Hey all - I've begun to examine the data I've captured from my recent honeypot experiments, and have come across something I'd like to show you.

In my final honeypot, I had the following machine exposed to the internet:
-Windows XP (clean install, no patches or service packs)
-DSL connection
-Uptime: Approx 10hrs 15min
-No shares with null passwords
-No firewalls
-No server services running

I was mimicing a home PC with no/little security considerations. This was the third of three deployments (I cycled the DSL between each to ensure a different IP address was assigned to each host). Data capture was done with gateway logs, for incoming and outgoing connection addresses, Etheral for packet dump, and Snort IDS for alert logging.

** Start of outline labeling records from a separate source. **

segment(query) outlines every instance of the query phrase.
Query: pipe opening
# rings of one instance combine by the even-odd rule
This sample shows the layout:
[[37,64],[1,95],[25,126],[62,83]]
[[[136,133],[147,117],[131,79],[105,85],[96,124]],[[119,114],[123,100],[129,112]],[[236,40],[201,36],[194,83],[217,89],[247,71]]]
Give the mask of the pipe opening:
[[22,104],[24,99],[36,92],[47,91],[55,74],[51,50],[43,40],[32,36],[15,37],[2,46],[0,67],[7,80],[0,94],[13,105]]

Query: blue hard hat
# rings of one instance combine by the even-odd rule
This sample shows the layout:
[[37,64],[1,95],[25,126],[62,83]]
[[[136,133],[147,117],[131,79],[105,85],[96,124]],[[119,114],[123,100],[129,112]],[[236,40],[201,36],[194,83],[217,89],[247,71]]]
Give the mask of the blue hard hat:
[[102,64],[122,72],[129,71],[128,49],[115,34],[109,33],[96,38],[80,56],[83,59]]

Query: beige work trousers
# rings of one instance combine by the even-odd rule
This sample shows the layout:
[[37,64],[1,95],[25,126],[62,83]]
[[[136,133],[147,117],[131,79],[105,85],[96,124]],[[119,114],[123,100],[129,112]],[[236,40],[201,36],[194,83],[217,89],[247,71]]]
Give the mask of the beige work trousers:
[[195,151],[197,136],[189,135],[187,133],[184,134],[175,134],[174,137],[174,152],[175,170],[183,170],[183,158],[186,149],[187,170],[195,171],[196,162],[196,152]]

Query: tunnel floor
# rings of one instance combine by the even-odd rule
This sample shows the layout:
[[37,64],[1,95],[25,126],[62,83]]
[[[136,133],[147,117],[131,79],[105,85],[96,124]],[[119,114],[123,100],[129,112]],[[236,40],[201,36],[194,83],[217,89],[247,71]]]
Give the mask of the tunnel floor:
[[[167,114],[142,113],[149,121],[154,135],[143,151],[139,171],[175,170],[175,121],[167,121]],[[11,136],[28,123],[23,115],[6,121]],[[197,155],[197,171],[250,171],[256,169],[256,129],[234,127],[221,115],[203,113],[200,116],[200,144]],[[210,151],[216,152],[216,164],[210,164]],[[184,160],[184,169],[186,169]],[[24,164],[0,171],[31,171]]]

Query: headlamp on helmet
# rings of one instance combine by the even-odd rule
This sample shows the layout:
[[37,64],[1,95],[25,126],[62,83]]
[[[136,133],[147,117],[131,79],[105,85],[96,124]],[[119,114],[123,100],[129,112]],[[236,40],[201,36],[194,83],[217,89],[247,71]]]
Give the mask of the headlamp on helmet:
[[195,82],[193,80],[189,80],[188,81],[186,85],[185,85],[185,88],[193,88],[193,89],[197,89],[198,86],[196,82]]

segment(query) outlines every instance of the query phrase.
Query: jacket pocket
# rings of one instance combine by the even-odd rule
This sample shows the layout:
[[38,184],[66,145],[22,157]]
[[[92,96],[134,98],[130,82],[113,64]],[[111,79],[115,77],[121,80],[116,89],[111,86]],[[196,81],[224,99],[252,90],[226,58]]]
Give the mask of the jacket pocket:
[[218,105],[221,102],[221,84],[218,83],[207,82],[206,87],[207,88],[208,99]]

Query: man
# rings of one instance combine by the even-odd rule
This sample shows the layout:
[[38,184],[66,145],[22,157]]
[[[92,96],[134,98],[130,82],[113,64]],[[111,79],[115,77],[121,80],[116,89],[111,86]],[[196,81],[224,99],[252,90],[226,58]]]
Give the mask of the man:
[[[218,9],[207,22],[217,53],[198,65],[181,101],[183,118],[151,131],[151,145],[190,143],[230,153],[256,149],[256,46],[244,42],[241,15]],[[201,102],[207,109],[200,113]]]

The W32.gaobot worm eventually brought the PC down when if forced a reboot via the famous RPC exploit, but that's not the interesting part.

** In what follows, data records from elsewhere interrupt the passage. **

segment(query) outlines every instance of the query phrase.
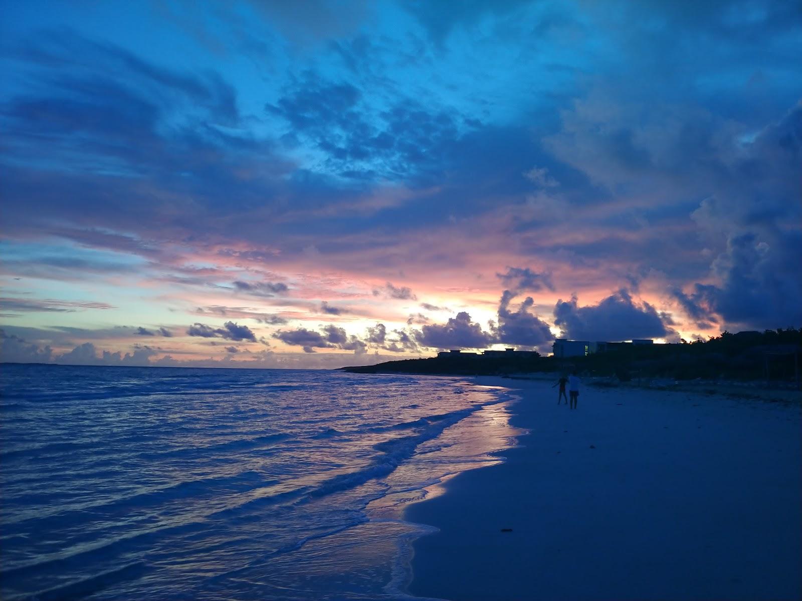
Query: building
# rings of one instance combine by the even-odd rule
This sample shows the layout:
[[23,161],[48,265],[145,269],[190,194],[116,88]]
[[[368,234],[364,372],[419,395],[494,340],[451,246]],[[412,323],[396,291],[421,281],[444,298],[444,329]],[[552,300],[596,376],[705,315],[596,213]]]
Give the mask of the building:
[[554,357],[585,357],[593,353],[604,353],[605,351],[614,350],[623,346],[651,345],[654,341],[650,338],[636,338],[629,342],[590,342],[584,340],[568,340],[567,338],[557,338],[552,345],[552,352]]
[[[594,349],[595,350],[595,349]],[[585,357],[590,354],[590,343],[584,340],[557,338],[552,345],[554,357]]]

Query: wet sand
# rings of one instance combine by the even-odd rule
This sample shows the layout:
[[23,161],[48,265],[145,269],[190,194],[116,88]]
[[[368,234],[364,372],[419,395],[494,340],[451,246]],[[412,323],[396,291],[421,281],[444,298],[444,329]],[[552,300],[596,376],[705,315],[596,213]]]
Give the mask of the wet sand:
[[[505,462],[411,506],[415,595],[454,599],[802,597],[799,403],[520,388]],[[502,531],[503,530],[511,531]]]

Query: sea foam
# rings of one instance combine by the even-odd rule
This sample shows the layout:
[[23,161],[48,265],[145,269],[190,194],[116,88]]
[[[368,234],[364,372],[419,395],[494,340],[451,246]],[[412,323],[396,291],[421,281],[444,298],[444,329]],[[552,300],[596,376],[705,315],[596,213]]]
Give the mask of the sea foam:
[[391,599],[403,507],[512,444],[461,378],[4,365],[3,599]]

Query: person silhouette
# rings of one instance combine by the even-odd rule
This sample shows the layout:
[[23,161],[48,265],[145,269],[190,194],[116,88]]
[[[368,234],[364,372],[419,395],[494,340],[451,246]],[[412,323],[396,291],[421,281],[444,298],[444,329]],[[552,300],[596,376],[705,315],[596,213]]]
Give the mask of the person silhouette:
[[[555,384],[554,386],[557,384],[560,385],[560,393],[557,397],[557,404],[560,405],[560,403],[562,402],[562,399],[565,398],[565,405],[568,405],[568,395],[565,394],[565,385],[568,384],[568,378],[565,376],[561,376],[560,379],[557,380],[557,384]],[[552,386],[552,388],[554,388],[554,386]]]
[[569,393],[571,395],[571,409],[577,408],[577,401],[579,398],[579,377],[576,372],[573,372],[568,378]]

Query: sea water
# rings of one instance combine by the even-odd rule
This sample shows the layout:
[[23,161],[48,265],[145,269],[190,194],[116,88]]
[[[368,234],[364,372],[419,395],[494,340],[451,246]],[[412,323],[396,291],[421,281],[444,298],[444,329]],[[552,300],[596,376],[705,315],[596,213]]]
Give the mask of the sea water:
[[460,377],[0,369],[4,599],[403,598],[403,507],[518,434]]

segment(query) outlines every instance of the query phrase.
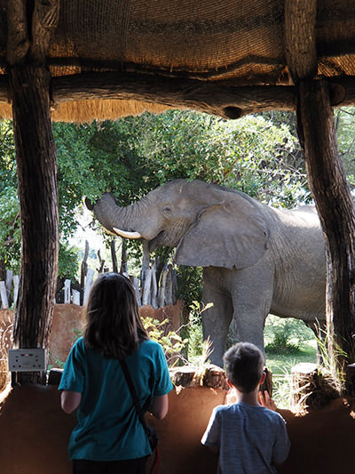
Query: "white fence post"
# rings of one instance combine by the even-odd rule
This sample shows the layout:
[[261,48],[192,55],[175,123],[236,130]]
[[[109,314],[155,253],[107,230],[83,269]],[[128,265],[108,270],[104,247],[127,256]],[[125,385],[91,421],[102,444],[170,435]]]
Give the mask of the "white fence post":
[[14,275],[12,277],[13,280],[13,304],[17,305],[17,298],[19,296],[19,288],[20,288],[20,277],[19,275]]
[[70,304],[70,280],[64,281],[64,304]]
[[73,304],[77,304],[80,306],[80,292],[77,290],[72,290],[73,293]]
[[4,281],[0,281],[0,296],[2,301],[2,309],[5,309],[9,308],[9,300],[7,299],[6,285]]
[[86,272],[86,281],[85,281],[85,287],[83,289],[83,304],[86,304],[86,301],[89,298],[90,288],[91,287],[92,280],[94,279],[94,273],[95,271],[91,269],[88,269],[88,271]]

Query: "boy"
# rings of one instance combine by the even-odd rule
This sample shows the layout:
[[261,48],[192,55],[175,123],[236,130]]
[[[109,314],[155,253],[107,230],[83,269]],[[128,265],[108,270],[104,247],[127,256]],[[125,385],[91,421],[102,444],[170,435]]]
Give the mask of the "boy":
[[224,362],[237,403],[214,408],[201,443],[219,451],[219,474],[276,473],[290,442],[284,419],[272,411],[273,401],[267,392],[257,395],[265,377],[263,354],[254,344],[239,342]]

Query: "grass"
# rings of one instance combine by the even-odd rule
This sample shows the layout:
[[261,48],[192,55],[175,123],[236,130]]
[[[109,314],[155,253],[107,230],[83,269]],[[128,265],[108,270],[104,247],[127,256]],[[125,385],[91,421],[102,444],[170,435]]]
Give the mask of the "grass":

18 minutes into the deployment the honeypot starts getting pounded with SYN packets from a single address. This continues for 2 hours and 19 minutes, and effectively kills any and all other communication with the outside world.

Take a look at this chart showing the spike in sustained traffic.

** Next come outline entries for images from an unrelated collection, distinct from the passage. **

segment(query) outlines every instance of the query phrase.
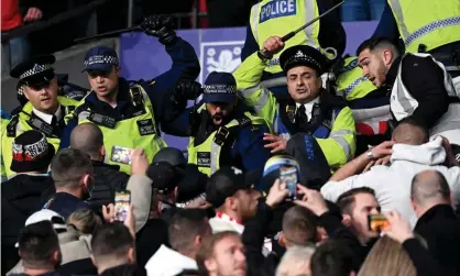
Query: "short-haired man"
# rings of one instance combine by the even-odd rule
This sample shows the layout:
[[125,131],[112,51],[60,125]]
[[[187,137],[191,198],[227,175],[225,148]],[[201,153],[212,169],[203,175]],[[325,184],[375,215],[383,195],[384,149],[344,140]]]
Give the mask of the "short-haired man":
[[92,165],[88,155],[79,150],[61,150],[51,163],[51,172],[56,187],[43,209],[53,210],[65,219],[78,209],[90,209],[84,200],[92,189]]
[[315,244],[317,234],[317,218],[310,210],[294,206],[284,213],[280,242],[285,247]]
[[18,243],[24,274],[12,276],[54,275],[56,267],[61,265],[62,255],[57,233],[50,221],[23,228]]
[[412,183],[410,200],[418,218],[414,232],[428,243],[428,250],[447,272],[460,274],[460,220],[451,207],[452,194],[443,175],[437,170],[418,173]]
[[98,228],[92,234],[91,250],[91,260],[99,275],[120,272],[145,275],[143,267],[135,266],[134,238],[122,223],[108,223]]
[[255,216],[260,197],[251,186],[236,167],[223,167],[209,178],[206,199],[216,209],[216,217],[209,220],[212,233],[244,231],[244,223]]
[[196,255],[202,239],[211,235],[206,212],[178,209],[169,221],[168,235],[172,250],[162,245],[146,263],[147,273],[178,275],[186,271],[197,272]]
[[202,275],[247,275],[244,245],[240,235],[233,231],[223,231],[204,239],[197,263]]
[[406,53],[384,37],[372,37],[358,48],[363,75],[377,88],[391,90],[390,108],[396,121],[412,117],[426,124],[430,135],[460,144],[460,91],[445,66],[429,54]]
[[[460,167],[447,167],[445,161],[454,164],[450,145],[442,137],[428,142],[428,132],[417,121],[407,118],[399,122],[392,134],[393,141],[384,142],[361,154],[344,165],[321,188],[322,196],[336,202],[343,192],[359,187],[375,190],[384,211],[397,210],[415,225],[416,217],[409,202],[410,180],[425,169],[436,169],[446,176],[452,190],[459,190]],[[448,158],[446,158],[448,156]],[[386,157],[391,165],[375,165],[376,159]],[[458,202],[460,197],[454,195]]]
[[97,124],[83,123],[70,133],[70,148],[79,150],[91,159],[95,184],[88,203],[100,212],[102,205],[113,202],[114,190],[125,189],[129,175],[120,166],[107,164],[103,134]]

Thereafter, the traffic returned to the expected NetBIOS scans, etc., leading up to the W32.gaobot compromise. This makes me think of a possible strategic scenario:
1) automated scan finds a vulnerable host.
2) DOS launched against host to disallow any others from compromising it until decision can be made.
3) decision is made to compromise host, DOS is stopped, host is compromised.

As I noted, I've changed IP addresses (and operating systems/footprints) between each honeypot, so I don't believe someone would know it's another honeypot and DOS it out of spite.

What's your opinion? I've not seen signatures of DOS attacks in the past, but the scenario above makes some sense to me.. Here's the dump of a single packet from the questionable traffic:

0000 00 08 e3 b9 45 02 00 04 61 a7 b0 a2 88 64 11 00 ....E... a....d..
0010 0f 05 00 2a 00 21 45 00 00 28 31 6f 00 00 80 06 ...*.!E. .(1o....
0020 12 59 44 a2 af d8 8d 9e 74 ef 50 62 13 78 00 00 .YD..... t.Pb.x..
0030 00 00 84 36 26 32 50 14 00 00 aa 85 00 00 ...6&2P. ......

l00p

BTW - I believe the source address of these packets is forged. I saw only DOS traffic from that particular host, and that host sent only DOS traffic.